Table I. Characteristics of patients included in the present study.

Table I.

Characteristics of patients included in the present study.

No.	Sex	Age	Diagnosis	Operation	Material position	Classification
1	M	16	Right thigh osteosarcoma	Amputation	Right Knee	Normal cartilage
2	M	23	Left iliac Ewing sarcoma	Amputation	Left Knee	Normal cartilage
3	F	22	Malignant soft tissue tumor of the left thigh	Amputation	Left Knee	Normal cartilage
4	M	28	Right thigh osteosarcoma	Amputation	Right Knee	Normal cartilage
5	F	11	Left thigh Ewing sarcoma	Amputation	Left Knee	Normal cartilage
6	M	59	Osteoarthritis in both knees	TKA	Right Knee	OA cartilage
7	F	65	Left knee osteoarthritis	TKA	Left Knee	OA cartilage
8	F	65	Osteoarthritis in both knees	TKA	Right Knee	OA cartilage
9	M	72	Left knee osteoarthritis	TKA	Left Knee	OA cartilage
10	F	65	Osteoarthritis in both knees	TKA	Left Knee	OA cartilage

[i] M, male; F, female; OA, osteoarthritis; TKA, total knee arthroplasty.

Primary chondrocyte isolation and cell culture

Articular cartilage tissues obtained from normal articular cartilage were broken up into small pieces (<1 mm3) and digested sequentially in pronase (Roche Diagnostics, Basel, Switzerland) at 37°C for 90 min and collagenase P (Roche Diagnostics) for 12 h at 37°C on a stirring plate. Isolated primary human articular chondrocytes were seeded into flasks containing Dulbecco's Modified Eagle's medium/F12 (Gibco; Thermo Fisher Scientific, Inc., Waltham, MA, USA) supplemented with 5% fetal bovine serum, 1% penicillin and 1% streptomycin at 37°C and 5% CO2. The medium was replaced every three days. First-passage chondrocytes were used for subsequent experiments.

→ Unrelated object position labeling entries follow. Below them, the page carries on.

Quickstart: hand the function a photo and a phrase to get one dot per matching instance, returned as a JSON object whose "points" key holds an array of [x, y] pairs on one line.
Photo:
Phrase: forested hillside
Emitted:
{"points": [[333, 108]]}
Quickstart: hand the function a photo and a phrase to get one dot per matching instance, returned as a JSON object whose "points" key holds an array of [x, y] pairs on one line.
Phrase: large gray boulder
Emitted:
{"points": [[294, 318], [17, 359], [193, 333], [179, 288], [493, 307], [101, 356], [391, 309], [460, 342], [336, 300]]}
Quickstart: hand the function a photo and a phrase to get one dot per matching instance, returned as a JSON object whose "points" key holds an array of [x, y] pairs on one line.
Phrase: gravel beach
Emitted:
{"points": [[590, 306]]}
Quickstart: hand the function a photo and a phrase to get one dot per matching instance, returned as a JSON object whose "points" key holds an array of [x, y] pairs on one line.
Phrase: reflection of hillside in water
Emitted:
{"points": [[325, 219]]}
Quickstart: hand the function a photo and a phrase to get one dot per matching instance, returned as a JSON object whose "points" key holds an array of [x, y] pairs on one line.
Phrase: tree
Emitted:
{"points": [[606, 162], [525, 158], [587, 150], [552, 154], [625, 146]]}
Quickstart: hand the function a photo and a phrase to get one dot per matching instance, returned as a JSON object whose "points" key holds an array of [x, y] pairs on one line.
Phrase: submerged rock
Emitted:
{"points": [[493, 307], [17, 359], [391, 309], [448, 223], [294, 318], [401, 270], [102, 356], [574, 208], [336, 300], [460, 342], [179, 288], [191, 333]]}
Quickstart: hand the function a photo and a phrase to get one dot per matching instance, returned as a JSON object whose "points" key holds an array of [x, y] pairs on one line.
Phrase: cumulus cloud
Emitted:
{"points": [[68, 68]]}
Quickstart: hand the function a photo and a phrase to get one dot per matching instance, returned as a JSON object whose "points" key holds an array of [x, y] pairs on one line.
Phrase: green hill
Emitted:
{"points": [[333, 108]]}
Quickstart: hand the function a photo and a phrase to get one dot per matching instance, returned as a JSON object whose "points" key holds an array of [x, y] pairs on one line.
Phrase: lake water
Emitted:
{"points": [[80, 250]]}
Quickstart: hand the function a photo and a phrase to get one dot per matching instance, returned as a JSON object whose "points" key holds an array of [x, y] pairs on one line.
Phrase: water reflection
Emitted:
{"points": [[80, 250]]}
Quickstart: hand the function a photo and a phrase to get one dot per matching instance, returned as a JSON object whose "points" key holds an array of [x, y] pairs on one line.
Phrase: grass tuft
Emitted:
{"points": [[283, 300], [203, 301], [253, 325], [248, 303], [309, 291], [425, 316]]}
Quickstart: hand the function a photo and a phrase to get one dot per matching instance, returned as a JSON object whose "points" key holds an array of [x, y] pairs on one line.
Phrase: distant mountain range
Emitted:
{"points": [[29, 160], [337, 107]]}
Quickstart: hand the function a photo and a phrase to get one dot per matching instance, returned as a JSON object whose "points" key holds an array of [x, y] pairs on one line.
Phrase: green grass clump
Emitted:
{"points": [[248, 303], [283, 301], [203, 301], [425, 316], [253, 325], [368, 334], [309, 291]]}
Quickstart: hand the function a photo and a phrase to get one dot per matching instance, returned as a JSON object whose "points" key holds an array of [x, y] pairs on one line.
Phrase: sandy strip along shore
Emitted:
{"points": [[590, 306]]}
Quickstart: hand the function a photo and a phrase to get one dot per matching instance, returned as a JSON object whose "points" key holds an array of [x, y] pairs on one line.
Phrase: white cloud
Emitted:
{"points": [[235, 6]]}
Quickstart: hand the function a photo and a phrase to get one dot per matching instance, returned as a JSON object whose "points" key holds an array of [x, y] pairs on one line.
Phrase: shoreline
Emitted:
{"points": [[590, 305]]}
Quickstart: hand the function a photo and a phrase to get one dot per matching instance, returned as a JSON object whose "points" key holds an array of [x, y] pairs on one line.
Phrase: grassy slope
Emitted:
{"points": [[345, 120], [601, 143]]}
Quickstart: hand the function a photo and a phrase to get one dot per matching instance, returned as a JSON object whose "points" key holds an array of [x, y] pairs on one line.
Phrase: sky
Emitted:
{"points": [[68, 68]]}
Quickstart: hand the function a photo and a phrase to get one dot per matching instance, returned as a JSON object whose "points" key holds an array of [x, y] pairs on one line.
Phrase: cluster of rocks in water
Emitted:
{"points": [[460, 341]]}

Computational prediction of miR-27a-3p target gene

The miRNA target prediction software miRanda (http://www.microrna.org) and the TargetScan Database (http://www.targetscan.org/) were employed to predict miR-27a-3p binding sites in human 3′UTRs as described in a previous study (19), and only those identified by two software were selected for further study.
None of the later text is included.